Introduction
Chapter Status: ✅ 100% Working
Status | Count | Description |
---|---|---|
✅ Working | All | Ready for production use |
⚠️ Not Implemented | 0 | Planned for future versions |
❌ Broken | 0 | Known issues, needs fixing |
📋 Planned | 0 | Future roadmap features |
Last updated: 2025-09-08
PMAT version: pmat 2.63.0
The Evolution of Code Analysis
Code analysis has evolved through three distinct generations:
- Static Analysis Era: Tools that find bugs and style issues
- Metrics Era: Complexity scores, coverage percentages, technical debt hours
- AI Context Era: Intelligent understanding of code purpose and quality
PMAT represents the third generation - combining traditional analysis with AI-powered understanding to provide actionable insights.
What Makes PMAT Different
Zero Configuration Philosophy
# Traditional tools require setup
eslint --init
sonarqube configure
pylint --generate-rcfile
# PMAT just works
pmat analyze .
Instant Results
Within seconds, PMAT provides:
- Complete repository overview
- Language distribution
- Technical debt grading (A+ to F)
- Actionable recommendations
- MCP-ready context
Production Quality Standards
PMAT follows the Toyota Way principles:
- Kaizen: Continuous improvement in every release
- Genchi Genbutsu: Go and see for yourself (real code analysis)
- Jidoka: Built-in quality at every step
Core Capabilities
1. Repository Analysis
pmat analyze /path/to/repo
Instant insights into any codebase - structure, languages, complexity, and patterns.
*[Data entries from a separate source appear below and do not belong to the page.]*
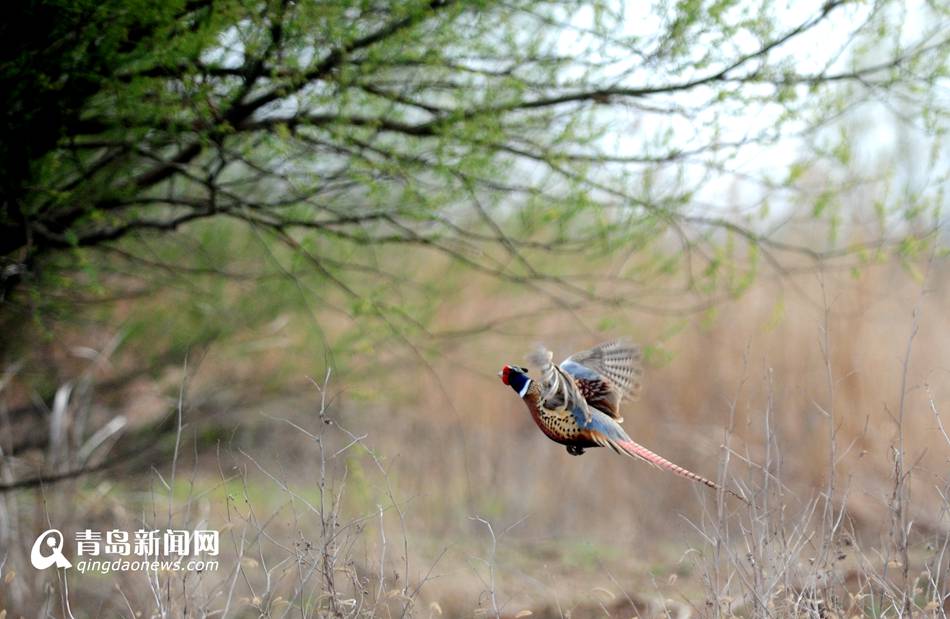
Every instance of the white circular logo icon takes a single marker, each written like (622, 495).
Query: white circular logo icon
(54, 540)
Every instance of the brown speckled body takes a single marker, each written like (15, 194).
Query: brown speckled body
(560, 428)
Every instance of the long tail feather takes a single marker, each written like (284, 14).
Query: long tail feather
(636, 450)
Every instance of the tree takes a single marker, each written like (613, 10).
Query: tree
(518, 140)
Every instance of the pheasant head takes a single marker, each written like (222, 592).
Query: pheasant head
(516, 377)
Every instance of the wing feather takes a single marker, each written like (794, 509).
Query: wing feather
(606, 373)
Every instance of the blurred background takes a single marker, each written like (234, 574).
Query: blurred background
(262, 261)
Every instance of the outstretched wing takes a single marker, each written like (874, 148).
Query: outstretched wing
(559, 391)
(606, 373)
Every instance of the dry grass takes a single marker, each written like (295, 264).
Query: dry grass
(440, 497)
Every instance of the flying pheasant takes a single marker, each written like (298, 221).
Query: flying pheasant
(577, 403)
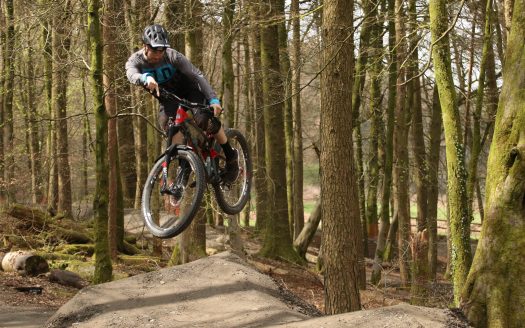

2. Technical Debt Grading (TDG)
pmat analyze tdg /path/to/repo
Six orthogonal metrics provide comprehensive quality scoring:
- Structural Complexity
- Semantic Complexity
- Code Duplication
- Coupling Analysis
- Documentation Coverage
- Consistency Patterns
3. Code Similarity Detection
pmat similarity /path/to/repo
Advanced detection of duplicates and similar code:
- Type-1: Exact clones
- Type-2: Renamed variables
- Type-3: Modified logic
- Type-4: Semantic similarity
4. MCP Integration
{
"tool": "analyze_repository",
"params": {
"path": "/workspace/project"
}
}
Native Model Context Protocol support for AI agents.
Real-World Impact
Teams using PMAT report:
- 50% reduction in code review time
- 80% faster onboarding for new developers
- 90% accuracy in technical debt identification
- 100% coverage of multi-language codebases
Your Journey Starts Here
Whether you’re analyzing a small script or a million-line enterprise system, PMAT scales to meet your needs. This book will take you from basic usage to advanced mastery.
In the next chapter, we’ll get PMAT installed and run your first analysis. The journey to reliable, AI-powered code understanding begins now.